Survey ReportEvaluation of genotoxicity testing of FDA approved large molecule therapeutics

- Genotoxicity studies are not relevant for large molecule therapeutic candidates.
- We reviewed genetox studies on FDA approved large molecule therapeutics since 1998.
- Fifty-three of the 99 therapeutics identified were tested for genotoxic potential.
- None of the therapeutics tested showed a positive outcome.
- The data do not support testing of peptides containing only natural amino acids.

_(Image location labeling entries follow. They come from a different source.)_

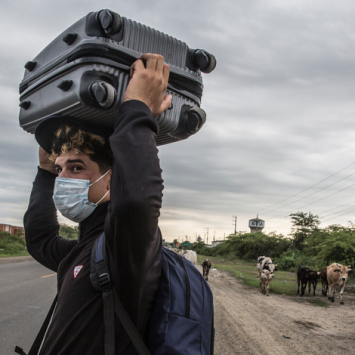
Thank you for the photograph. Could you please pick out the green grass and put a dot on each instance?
(283, 283)
(12, 245)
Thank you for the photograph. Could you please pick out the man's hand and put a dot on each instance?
(44, 162)
(149, 80)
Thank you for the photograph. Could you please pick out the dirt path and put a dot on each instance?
(248, 322)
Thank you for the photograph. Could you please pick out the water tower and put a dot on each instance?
(256, 225)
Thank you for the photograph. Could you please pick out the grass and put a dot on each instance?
(283, 283)
(12, 245)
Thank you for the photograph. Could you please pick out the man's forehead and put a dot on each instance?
(71, 157)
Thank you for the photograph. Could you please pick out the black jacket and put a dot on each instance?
(130, 222)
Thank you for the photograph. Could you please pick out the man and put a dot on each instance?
(122, 200)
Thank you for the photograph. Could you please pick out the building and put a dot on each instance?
(256, 225)
(216, 242)
(11, 229)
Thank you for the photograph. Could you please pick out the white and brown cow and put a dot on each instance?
(265, 263)
(265, 278)
(337, 276)
(206, 265)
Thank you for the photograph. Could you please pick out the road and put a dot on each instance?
(26, 293)
(246, 321)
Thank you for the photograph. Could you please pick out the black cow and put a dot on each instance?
(302, 277)
(206, 265)
(314, 277)
(324, 279)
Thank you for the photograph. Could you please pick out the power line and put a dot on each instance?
(314, 201)
(310, 194)
(304, 189)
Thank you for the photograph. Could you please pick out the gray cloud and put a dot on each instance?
(279, 106)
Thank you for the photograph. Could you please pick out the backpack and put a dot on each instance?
(182, 315)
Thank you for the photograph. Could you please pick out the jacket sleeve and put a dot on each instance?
(41, 224)
(133, 237)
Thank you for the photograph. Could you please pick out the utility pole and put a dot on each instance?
(206, 230)
(235, 224)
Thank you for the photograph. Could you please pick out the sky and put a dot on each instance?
(279, 135)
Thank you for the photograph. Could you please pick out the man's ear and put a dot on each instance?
(108, 180)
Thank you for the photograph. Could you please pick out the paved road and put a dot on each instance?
(27, 290)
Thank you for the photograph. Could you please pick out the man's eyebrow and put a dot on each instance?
(69, 161)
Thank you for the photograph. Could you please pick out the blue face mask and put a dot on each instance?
(71, 198)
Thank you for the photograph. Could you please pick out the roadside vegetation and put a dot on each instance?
(307, 245)
(15, 245)
(284, 282)
(12, 245)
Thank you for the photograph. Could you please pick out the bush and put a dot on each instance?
(12, 245)
(292, 259)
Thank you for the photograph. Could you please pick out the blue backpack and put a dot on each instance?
(182, 315)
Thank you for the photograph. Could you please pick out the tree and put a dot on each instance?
(303, 225)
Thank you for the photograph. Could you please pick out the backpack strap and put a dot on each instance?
(101, 281)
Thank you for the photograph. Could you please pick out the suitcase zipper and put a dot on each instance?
(187, 311)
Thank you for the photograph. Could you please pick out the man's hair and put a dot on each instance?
(74, 139)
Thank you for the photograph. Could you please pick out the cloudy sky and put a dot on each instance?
(279, 136)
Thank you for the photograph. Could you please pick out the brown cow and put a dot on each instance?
(313, 279)
(323, 277)
(337, 276)
(265, 278)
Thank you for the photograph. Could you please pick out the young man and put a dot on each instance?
(122, 199)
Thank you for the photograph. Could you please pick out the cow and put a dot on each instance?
(190, 255)
(323, 277)
(313, 279)
(265, 263)
(206, 265)
(265, 278)
(337, 276)
(302, 278)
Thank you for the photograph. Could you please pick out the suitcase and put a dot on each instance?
(84, 72)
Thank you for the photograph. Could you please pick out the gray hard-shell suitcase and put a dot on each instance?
(84, 72)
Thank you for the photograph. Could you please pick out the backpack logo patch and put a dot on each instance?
(77, 270)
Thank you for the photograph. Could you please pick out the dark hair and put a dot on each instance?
(74, 139)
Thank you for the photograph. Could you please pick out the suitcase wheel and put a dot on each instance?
(25, 104)
(103, 92)
(30, 65)
(70, 38)
(205, 61)
(110, 22)
(195, 119)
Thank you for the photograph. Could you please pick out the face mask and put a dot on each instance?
(71, 198)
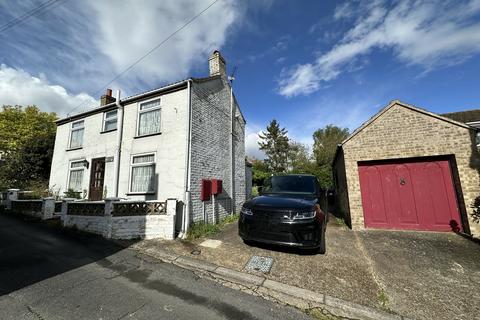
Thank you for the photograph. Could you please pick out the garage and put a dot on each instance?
(409, 169)
(417, 195)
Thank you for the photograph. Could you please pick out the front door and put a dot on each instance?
(97, 176)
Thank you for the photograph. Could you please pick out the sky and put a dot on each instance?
(304, 63)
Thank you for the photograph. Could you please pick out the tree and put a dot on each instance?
(27, 138)
(274, 142)
(325, 143)
(260, 172)
(299, 160)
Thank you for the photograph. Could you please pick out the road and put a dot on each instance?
(49, 273)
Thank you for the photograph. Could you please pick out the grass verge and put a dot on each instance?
(201, 229)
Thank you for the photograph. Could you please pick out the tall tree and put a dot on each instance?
(27, 138)
(298, 157)
(325, 143)
(260, 172)
(274, 142)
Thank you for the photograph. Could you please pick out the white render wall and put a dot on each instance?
(169, 148)
(95, 145)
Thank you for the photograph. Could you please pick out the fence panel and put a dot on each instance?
(86, 208)
(27, 206)
(140, 208)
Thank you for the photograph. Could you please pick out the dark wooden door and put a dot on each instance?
(412, 195)
(97, 176)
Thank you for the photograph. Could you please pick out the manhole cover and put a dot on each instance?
(196, 252)
(262, 264)
(209, 243)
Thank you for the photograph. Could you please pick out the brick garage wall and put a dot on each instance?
(402, 132)
(210, 153)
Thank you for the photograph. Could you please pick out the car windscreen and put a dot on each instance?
(290, 184)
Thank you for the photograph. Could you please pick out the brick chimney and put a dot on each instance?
(107, 98)
(217, 64)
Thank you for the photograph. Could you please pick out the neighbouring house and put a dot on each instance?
(407, 168)
(157, 145)
(470, 117)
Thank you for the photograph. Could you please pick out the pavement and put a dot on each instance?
(419, 275)
(50, 273)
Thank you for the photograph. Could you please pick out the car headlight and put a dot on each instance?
(304, 215)
(246, 211)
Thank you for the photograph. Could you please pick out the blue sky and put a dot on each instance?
(304, 63)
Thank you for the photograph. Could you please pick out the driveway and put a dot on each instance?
(46, 273)
(415, 274)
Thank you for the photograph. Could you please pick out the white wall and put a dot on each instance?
(95, 145)
(169, 148)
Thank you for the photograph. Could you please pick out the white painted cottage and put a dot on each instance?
(158, 145)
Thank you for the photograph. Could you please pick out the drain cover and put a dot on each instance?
(258, 263)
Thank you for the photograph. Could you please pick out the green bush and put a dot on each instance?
(201, 229)
(70, 193)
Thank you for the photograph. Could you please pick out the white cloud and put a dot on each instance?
(127, 30)
(83, 45)
(343, 10)
(18, 87)
(422, 33)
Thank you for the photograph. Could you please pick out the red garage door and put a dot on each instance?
(409, 195)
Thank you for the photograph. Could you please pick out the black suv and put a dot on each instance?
(287, 212)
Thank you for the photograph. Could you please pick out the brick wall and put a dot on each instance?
(403, 132)
(210, 150)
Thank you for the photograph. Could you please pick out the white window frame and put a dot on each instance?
(140, 111)
(70, 169)
(143, 164)
(105, 119)
(72, 129)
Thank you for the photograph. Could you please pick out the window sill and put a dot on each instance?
(147, 135)
(139, 193)
(107, 131)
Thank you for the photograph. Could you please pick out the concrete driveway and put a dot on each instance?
(415, 274)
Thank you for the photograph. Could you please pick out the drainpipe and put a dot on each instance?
(232, 153)
(188, 159)
(118, 147)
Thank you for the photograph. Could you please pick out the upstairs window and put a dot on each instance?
(76, 134)
(75, 177)
(143, 174)
(149, 118)
(110, 120)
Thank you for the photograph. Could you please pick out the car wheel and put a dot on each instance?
(322, 248)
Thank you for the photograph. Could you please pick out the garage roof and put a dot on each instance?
(408, 106)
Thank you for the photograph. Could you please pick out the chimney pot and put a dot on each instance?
(217, 64)
(107, 98)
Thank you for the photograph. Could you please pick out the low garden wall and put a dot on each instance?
(122, 219)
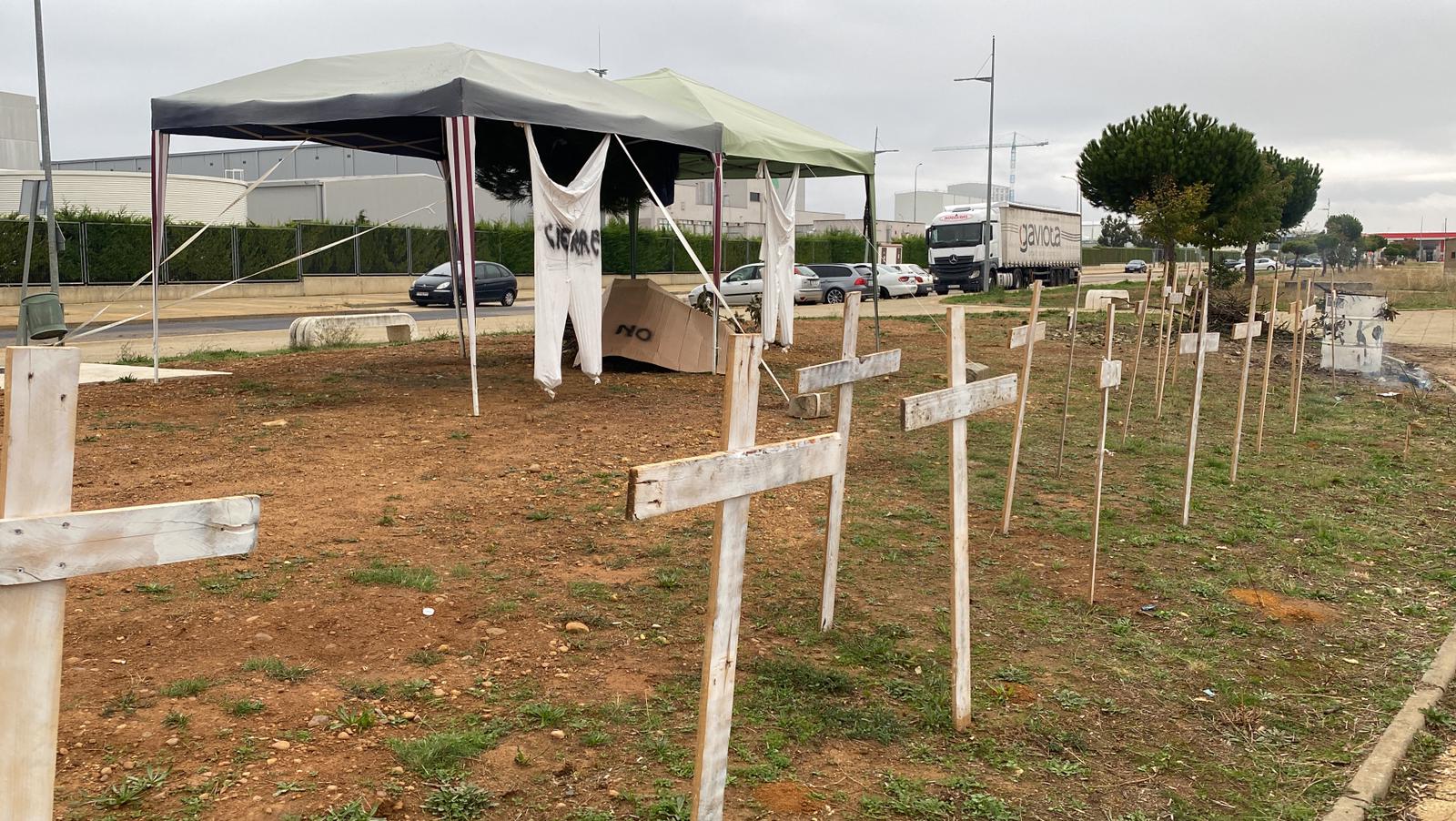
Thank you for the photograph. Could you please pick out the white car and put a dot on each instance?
(892, 281)
(746, 281)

Large molecule therapeutics (MW > 1000 daltons) are not expected to enter the cell and thus have reduced potential to interact directly with DNA or related physiological processes. Genotoxicity studies are therefore not relevant and typically not required for large molecule therapeutic candidates. Regulatory guidance supports this approach; however there are examples of marketed large molecule therapeutics where sponsors have conducted genotoxicity studies. A retrospective analysis was performed on genotoxicity studies of United States FDA approved large molecule therapeutics since 1998 identified through the Drugs@FDA website. This information was used to provide a data-driven rationale for genotoxicity evaluations of large molecule therapeutics. Fifty-three of the 99 therapeutics identified were tested for genotoxic potential. None of the therapeutics tested showed a positive outcome in any study except the peptide glucagon (GlucaGen®) showing equivocal in vitro results, as stated in the product labeling. Scientific rationale and data from this review indicate that testing of a majority of large molecule modalities do not add value to risk assessment and support current regulatory guidance. Similarly, the data do not support testing of peptides containing only natural amino acids. Peptides containing non-natural amino acids and small molecules in conjugated products may need to be tested.